2000年10月


10月02日(月)
原画描き起こし用に安西さんが選んだ「魔女の宅急便」のカット番号と指示書をもとに、三好さんがポジデータの入手やビデオからの画像選びや見本のプリントアウトに追われる。

図録の編集候補のプロダクションとスケジュールが合わず、編集依頼を見合わせることに。早急に新たに編集プロダクションを見つけなければならない。

ネコバスの模型第一弾が出来上がる。クッションの仕掛けや材質などが決まる。しかし宮崎監督から形に関してチェックが入り、安西さんと顔を整形したり高さを変えたりしていた。


10月03日(火)
「展示物の元絵や原画が描ける人がほしい」との展示チームの悲鳴に、宮崎監督が心当たりの方に依頼するもあえなく断られる。しかしその後、超ベテランのアニメーターの方に今週土曜日に原画をお願いすることになる。

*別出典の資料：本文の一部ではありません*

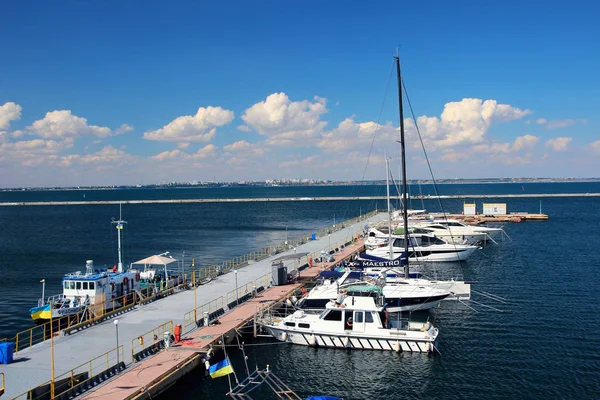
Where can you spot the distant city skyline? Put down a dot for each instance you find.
(111, 93)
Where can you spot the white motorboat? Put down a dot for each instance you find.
(423, 247)
(356, 322)
(410, 295)
(454, 234)
(453, 223)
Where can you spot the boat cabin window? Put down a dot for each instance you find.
(333, 315)
(358, 316)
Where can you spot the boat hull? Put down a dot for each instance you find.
(399, 304)
(353, 341)
(42, 314)
(428, 255)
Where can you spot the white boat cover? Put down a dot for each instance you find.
(156, 260)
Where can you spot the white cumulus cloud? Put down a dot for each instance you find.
(525, 142)
(243, 148)
(466, 121)
(352, 135)
(595, 146)
(123, 128)
(200, 127)
(286, 122)
(9, 112)
(62, 124)
(559, 144)
(559, 123)
(177, 154)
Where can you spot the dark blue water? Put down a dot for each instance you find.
(291, 191)
(543, 345)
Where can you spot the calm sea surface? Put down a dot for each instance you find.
(544, 344)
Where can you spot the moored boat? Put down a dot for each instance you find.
(97, 290)
(354, 323)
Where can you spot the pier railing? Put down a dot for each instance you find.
(150, 342)
(217, 307)
(79, 379)
(213, 309)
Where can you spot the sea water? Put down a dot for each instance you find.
(542, 343)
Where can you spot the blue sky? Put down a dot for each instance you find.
(101, 93)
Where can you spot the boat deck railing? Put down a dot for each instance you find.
(79, 379)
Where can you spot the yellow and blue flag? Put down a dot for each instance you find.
(221, 368)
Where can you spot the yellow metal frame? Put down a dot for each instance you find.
(150, 338)
(93, 366)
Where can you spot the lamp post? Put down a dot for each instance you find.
(51, 353)
(43, 281)
(116, 322)
(237, 300)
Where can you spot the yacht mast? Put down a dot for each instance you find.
(403, 158)
(119, 224)
(387, 184)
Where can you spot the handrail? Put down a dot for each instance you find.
(75, 377)
(150, 338)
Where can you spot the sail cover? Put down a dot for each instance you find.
(368, 261)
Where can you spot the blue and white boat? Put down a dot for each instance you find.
(97, 290)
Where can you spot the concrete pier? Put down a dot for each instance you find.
(32, 366)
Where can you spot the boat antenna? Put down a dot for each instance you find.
(403, 160)
(119, 225)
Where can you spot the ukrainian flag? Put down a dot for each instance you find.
(221, 368)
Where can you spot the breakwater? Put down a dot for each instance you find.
(287, 199)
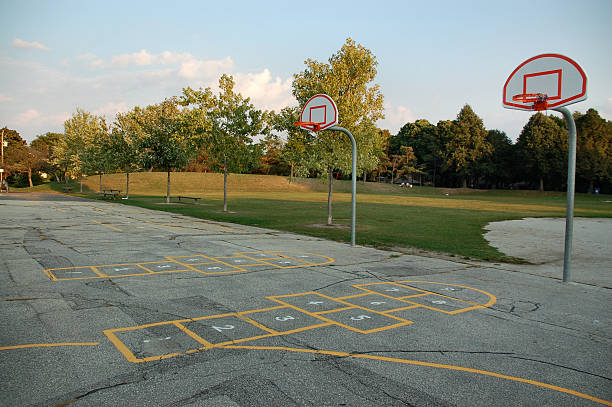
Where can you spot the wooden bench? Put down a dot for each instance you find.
(112, 193)
(195, 198)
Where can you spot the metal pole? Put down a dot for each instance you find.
(353, 179)
(571, 184)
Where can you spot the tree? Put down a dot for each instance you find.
(230, 121)
(121, 147)
(168, 139)
(467, 144)
(79, 150)
(543, 147)
(347, 78)
(499, 167)
(295, 150)
(46, 144)
(426, 144)
(594, 148)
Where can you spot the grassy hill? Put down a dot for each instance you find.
(388, 216)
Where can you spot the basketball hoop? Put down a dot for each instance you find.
(309, 126)
(539, 100)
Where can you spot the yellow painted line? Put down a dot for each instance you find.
(49, 345)
(331, 311)
(193, 335)
(427, 364)
(108, 226)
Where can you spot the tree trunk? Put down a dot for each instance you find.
(168, 189)
(330, 180)
(127, 185)
(224, 184)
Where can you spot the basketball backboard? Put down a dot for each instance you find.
(544, 82)
(319, 113)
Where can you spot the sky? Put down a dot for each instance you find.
(433, 56)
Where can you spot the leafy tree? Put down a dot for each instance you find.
(499, 167)
(295, 150)
(167, 139)
(46, 144)
(543, 148)
(404, 163)
(78, 151)
(121, 146)
(467, 144)
(594, 148)
(424, 139)
(347, 78)
(231, 122)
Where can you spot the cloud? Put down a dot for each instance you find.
(395, 117)
(18, 43)
(266, 92)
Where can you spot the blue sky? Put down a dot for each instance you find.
(434, 56)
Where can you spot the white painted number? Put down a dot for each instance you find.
(221, 328)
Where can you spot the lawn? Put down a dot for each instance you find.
(434, 219)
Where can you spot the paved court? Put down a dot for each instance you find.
(105, 304)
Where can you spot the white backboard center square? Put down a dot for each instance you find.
(318, 114)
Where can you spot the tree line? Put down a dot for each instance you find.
(207, 130)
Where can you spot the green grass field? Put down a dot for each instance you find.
(434, 219)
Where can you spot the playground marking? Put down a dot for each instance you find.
(295, 313)
(200, 263)
(49, 345)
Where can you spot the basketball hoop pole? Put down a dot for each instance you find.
(353, 179)
(571, 182)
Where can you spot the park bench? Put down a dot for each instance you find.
(112, 193)
(195, 198)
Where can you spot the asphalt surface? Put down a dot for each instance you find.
(104, 304)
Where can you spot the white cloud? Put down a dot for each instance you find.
(266, 92)
(25, 44)
(111, 109)
(395, 117)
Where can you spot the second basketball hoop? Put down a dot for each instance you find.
(319, 113)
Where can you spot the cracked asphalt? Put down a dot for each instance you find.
(105, 304)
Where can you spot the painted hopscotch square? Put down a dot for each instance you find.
(285, 320)
(122, 270)
(163, 267)
(227, 329)
(441, 303)
(378, 303)
(392, 290)
(217, 268)
(153, 342)
(364, 321)
(239, 261)
(310, 302)
(72, 273)
(191, 260)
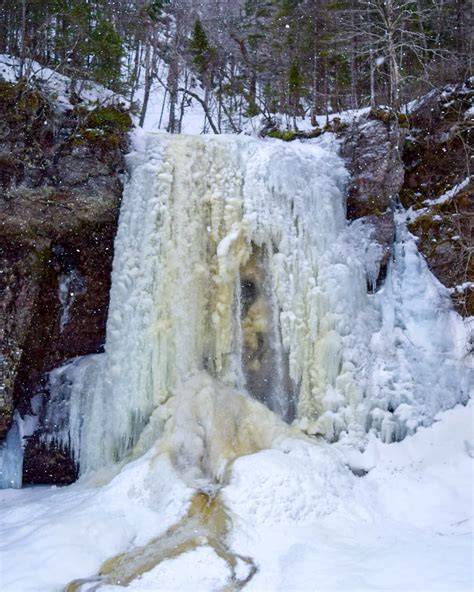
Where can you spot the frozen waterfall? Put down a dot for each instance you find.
(234, 264)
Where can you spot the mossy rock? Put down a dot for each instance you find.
(8, 92)
(411, 199)
(388, 116)
(109, 119)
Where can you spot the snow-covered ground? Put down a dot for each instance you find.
(308, 522)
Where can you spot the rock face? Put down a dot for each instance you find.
(372, 148)
(420, 162)
(60, 193)
(438, 188)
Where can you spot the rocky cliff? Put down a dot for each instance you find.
(419, 163)
(60, 193)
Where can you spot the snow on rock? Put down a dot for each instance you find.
(405, 526)
(50, 536)
(58, 85)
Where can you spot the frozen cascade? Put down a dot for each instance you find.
(233, 259)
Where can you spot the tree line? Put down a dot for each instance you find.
(241, 58)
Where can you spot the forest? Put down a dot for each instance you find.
(242, 58)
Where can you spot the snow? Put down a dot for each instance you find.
(200, 570)
(92, 93)
(413, 214)
(405, 526)
(165, 411)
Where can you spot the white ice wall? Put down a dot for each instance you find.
(192, 213)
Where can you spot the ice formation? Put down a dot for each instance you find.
(235, 269)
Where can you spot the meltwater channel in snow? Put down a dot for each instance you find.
(237, 283)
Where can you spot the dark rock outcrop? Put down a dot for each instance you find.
(372, 148)
(60, 193)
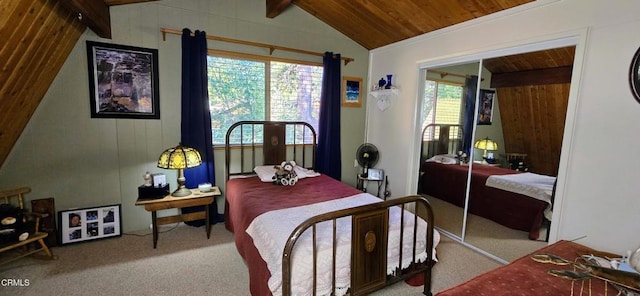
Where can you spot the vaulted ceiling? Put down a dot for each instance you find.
(38, 35)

ネコバス模型の顔の整形を安西さんが粘土で仕上げていたのを見て「こんなことやってる暇ないでしょ」と監督。昨日整形をやり出したのは監督なのだが。

建築図面チェックの締め切り間近で安西さんは図面とにらめっこ。


10月04日(水)
宮崎監督から、3スタを占領しつつある立体展示物の試作を二馬力に片付けよとの指令を受ける。3人がかりで立体物を一つ一つ解体して運び、二馬力で再び組み立てる。おかげで少しは3スタも広くなったか。

ネコバスの制作業者と打ち合わせ。変更点を伝えると、担当の方は力なく笑ってた。
その他もろもろの制作物の確認やグッズ購入、倉庫の手配など業務は山積み。しかし、まだまだ注文があっても充分対応できるそうなので心強い。


10月05日(木)
昨日片付けて空いたスペースにジブリのそばにある倉庫から長机を運びこんだり、調布の倉庫へ戻す資料を車につめこんだり、と朝から肉体労働が続く。
展示用35㎜カメラが届けられる。制作業者とフィルムが装置の中を縦横無尽にぐるぐる回っている展示物の話もする。ビュワーを使ってフィルムが見られる仕掛けの簡単な図面を作っていただいた。積極的な提案に今度はこちらがリアクションをせねば。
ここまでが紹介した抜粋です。